Their entire judicial system, a system that had run on precedent and suffering for eons, was now obsolete.

"He's automated damnation!" one King cried, clutching his head.

"The karmic economy is in shambles!" another wailed.

"He introduced pivot tables," a third whispered, his voice filled with a special kind of horror. "Pivot tables!"

The cosmic order was collapsing.

Not from a great evil.

But from a very, very good intern.

**

Meanwhile, in another, much less efficient corner of Hell, Yin Mode was making friends.

He was still in the Department of Unfinished Business, surrounded by the ghosts of people who had died from overwork.

They were his people.

"And then," a translucent girl in a business suit was saying, "my boss scheduled a meeting during my funeral. To discuss my Q4 performance."

A chorus of sympathetic groans went through the spectral support group.

"I died at my desk," another ghost mumbled. "They didn't find my body for three days. My biggest regret is that I never got to use my vacation days."

Li Wei, the Love Intern, the patron saint of the overworked and under-appreciated, nodded sagely.

He was a very good listener.

He was just offering a ghost a comforting pat on the back.

When a new figure appeared at the door.

It was a woman.

In a sharp, professional blazer.

Her face was a mask of weary authority.

It was the supervisor.

It was his mother.

**

She stood there, watching the chaos her son had wrought.

The striking demons.

The panicked kings.

The two halves of her child, one optimizing Hell, the other unionizing its ghosts.

Her perfect, professional facade, a wall she had maintained for a decade, finally crumbled.

She looked at Li Wei.

Not at the genius.

At the idiot.

Her son.

The boy she had abandoned.

The boy she had watched from afar, his every clumsy, painful step a dagger in her own heart.

"Wei-Wei," she whispered, her voice cracking.

Li Wei looked up. "Mom?"

The other ghosts gasped.

Tears, hot and real, began to stream down her face.

"I'm so sorry," she sobbed, the words a torrent of guilt and love. "I thought I was protecting you.
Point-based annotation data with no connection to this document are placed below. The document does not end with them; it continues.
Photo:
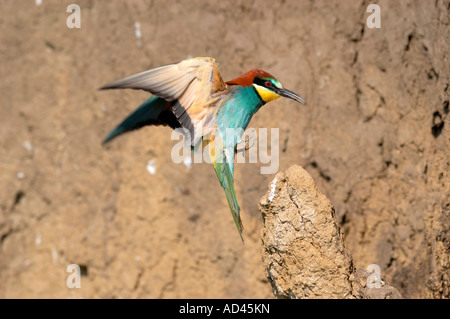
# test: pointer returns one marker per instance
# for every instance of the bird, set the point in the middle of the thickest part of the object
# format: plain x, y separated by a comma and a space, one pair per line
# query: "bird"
192, 95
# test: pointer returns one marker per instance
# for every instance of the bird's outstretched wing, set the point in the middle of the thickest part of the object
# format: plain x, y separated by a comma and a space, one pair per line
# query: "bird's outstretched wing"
192, 86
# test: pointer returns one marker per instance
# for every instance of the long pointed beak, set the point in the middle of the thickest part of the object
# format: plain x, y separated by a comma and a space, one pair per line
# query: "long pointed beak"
291, 95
I thought leaving you was the only way to keep you safe from... from all of this."

She gestured to the bureaucratic nightmare of the afterlife around them.

"But I was wrong," she cried, her body shaking with the force of her regret. "I just left you alone. I've watched you struggle. I've watched you get hurt. And I couldn't do anything. I just... did my paperwork."

It was the raw, unfiltered confession of a mother who had chosen duty over love, and had been paying the price ever since.

A moment of profound, heartbreaking emotional catharsis.

A reunion that transcended life and death.

Li Wei, his own eyes filling with tears, took a step toward her, his heart aching with a decade of loss and a moment of impossible hope.

He opened his mouth to say something.

Something meaningful.

Something to bridge the gap of all those lost years.

And then Yin Mode, in his infinite, unfiltered, and socially inept wisdom, spoke first.

"Mom," he asked, his face a mask of genuine, innocent curiosity.

"Do you have employee benefits here?"

"Because Larry mentioned a dental plan."